À la suite de cet entretien de près de deux heures, Fridolin Ambongo a tout de même tenu à calmer les esprits. « Il y a eu plus de malentendu que de vrai problème », a-t-il précisé quant à ce. Dans la foulée, ce prélat catholique a martelé sur le travail de Félix Tshisekedi au sommet de l’État, notamment celui d’œuvrer pour le bien-être du peuple Congolais.
« Nous sommes condamnés à travailler ensemble main dans la main pour le bien-être de ce peuple et pour le bien de notre pays qui est aujourd’hui en péril à cause de la voracité des pays voisins que nous connaissons », a en outre déclaré le Cardinal Ambongo.
Et de renchérir : « là où les hommes se parlent, les choses sont claires.
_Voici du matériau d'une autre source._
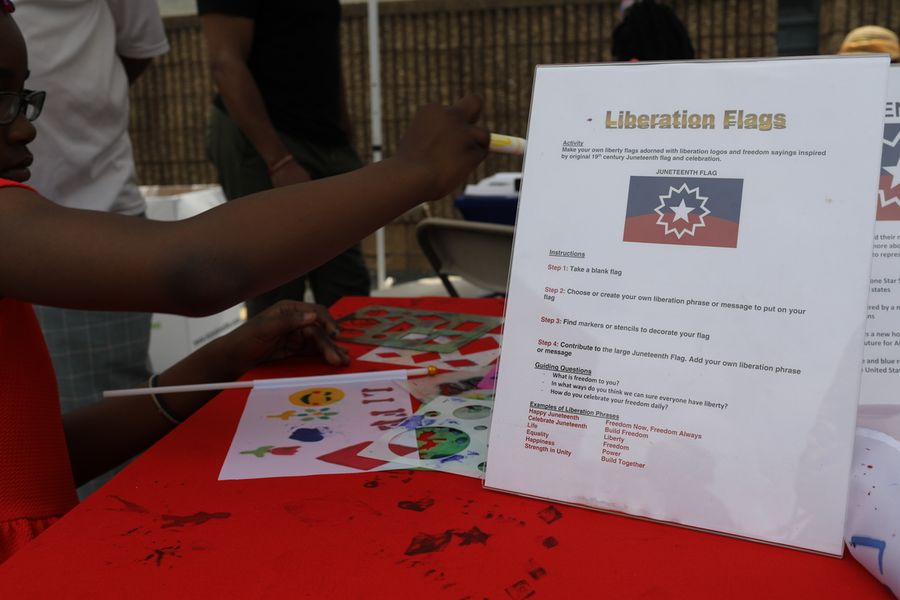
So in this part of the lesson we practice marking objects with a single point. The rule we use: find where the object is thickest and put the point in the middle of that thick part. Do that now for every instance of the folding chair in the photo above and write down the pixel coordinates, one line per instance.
(477, 252)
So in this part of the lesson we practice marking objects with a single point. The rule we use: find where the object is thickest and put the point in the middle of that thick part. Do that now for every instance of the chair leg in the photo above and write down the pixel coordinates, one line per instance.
(450, 289)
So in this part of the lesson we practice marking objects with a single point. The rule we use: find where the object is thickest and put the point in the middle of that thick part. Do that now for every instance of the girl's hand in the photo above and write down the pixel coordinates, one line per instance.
(284, 330)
C’est avec un sentiment de grande satisfaction et de gratitude vis-à-vis du Chef de l’État que je sors de ce bureau ».
Jusqu’à preuve du contraire, le Cardinal Ambongo est sous le viseur de la justice Congolaise. Une lettre du Procureur Général près la Cour de Cassation de Kinshasa-Matete était à la base d’une instruction vis-à-vis des services habiletés pour l’ouverture d’une information judiciaire, en date du 27 avril dernier contre le concerné. « Faux bruits, incitation à la révolte et attentats contre les vies humaines » sont les infractions retenues contre cet homme à la soutane blanche.
Cette correspondance était par la suite récupérée par plusieurs organisations civiles, religieuses et des personnalités politiques qui ont tous manifesté leur regret contre cette position de la justice Congolaise et surtout sous le régime Tshisekedi pour qui l’Église catholique a longtemps accompagné le combat politique.